Más allá del discurso oficial de combatir a las “organizaciones narcoterroristas”, la maniobra tiene claras lecturas geopolíticas: Estados Unidos envía un mensaje directo al régimen de Nicolás Maduro, en un momento en que Caracas busca afianzar sus alianzas con Rusia, Irán y China. La presencia de infantes de marina y sistemas de artillería de largo alcance no solo incrementa la presión militar, sino que también configura un escenario de disuasión regional, colocando a Venezuela en el centro de un pulso de poder hemisférico.

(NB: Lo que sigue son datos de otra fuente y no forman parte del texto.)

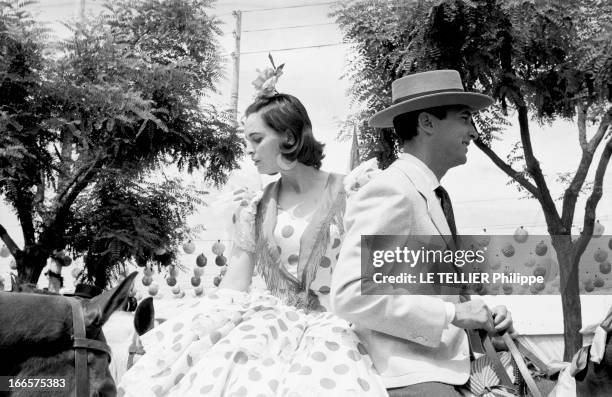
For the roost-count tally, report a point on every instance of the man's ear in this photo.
(425, 122)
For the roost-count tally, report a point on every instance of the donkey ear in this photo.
(606, 324)
(99, 308)
(144, 317)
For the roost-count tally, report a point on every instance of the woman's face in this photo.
(264, 144)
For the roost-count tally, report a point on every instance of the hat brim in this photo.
(473, 100)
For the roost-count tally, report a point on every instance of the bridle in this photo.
(134, 349)
(81, 344)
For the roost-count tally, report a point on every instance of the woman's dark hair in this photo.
(285, 114)
(406, 124)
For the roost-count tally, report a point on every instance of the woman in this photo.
(283, 341)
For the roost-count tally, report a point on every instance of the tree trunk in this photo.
(570, 295)
(31, 264)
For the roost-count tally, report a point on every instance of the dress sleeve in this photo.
(243, 220)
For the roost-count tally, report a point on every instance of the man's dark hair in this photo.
(406, 124)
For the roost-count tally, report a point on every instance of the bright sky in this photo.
(481, 196)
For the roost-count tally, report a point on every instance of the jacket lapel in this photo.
(434, 209)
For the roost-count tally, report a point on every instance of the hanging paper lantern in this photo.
(598, 229)
(220, 260)
(201, 260)
(496, 263)
(541, 248)
(189, 247)
(520, 235)
(508, 250)
(218, 248)
(539, 271)
(483, 240)
(530, 262)
(600, 255)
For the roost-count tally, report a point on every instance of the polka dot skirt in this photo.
(234, 344)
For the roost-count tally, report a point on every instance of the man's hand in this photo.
(474, 314)
(503, 320)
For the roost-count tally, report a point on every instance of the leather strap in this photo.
(81, 344)
(498, 367)
(520, 363)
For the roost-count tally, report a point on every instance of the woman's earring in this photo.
(284, 164)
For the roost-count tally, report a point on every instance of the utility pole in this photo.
(80, 4)
(236, 57)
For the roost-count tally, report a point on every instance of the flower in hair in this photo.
(265, 83)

El Caribe, históricamente considerado el “mare nostrum” estadounidense, vuelve a convertirse en un espacio de proyección de fuerza. Este movimiento militar apunta a reforzar la narrativa de la administración Trump sobre la amenaza transnacional del narcotráfico, pero también busca limitar la influencia extrarregional en el continente, particularmente la de potencias que han respaldado al chavismo.

El despliegue tiene además un efecto de advertencia hacia gobiernos vecinos: Washington conserva la capacidad de movilizar rápidamente fuerzas anfibias y de artillería en su periferia inmediata, reafirmando su rol de garante de seguridad en el hemisferio.

En este contexto, el reto para Maduro es doble: enfrentar la presión militar externa y mantener la cohesión interna en medio de sanciones, crisis económica y aislamiento diplomático. La operación en el Caribe no es solo un movimiento bélico, sino una pieza más en el tablero de la geopolítica global donde América Latina vuelve a cobrar protagonismo.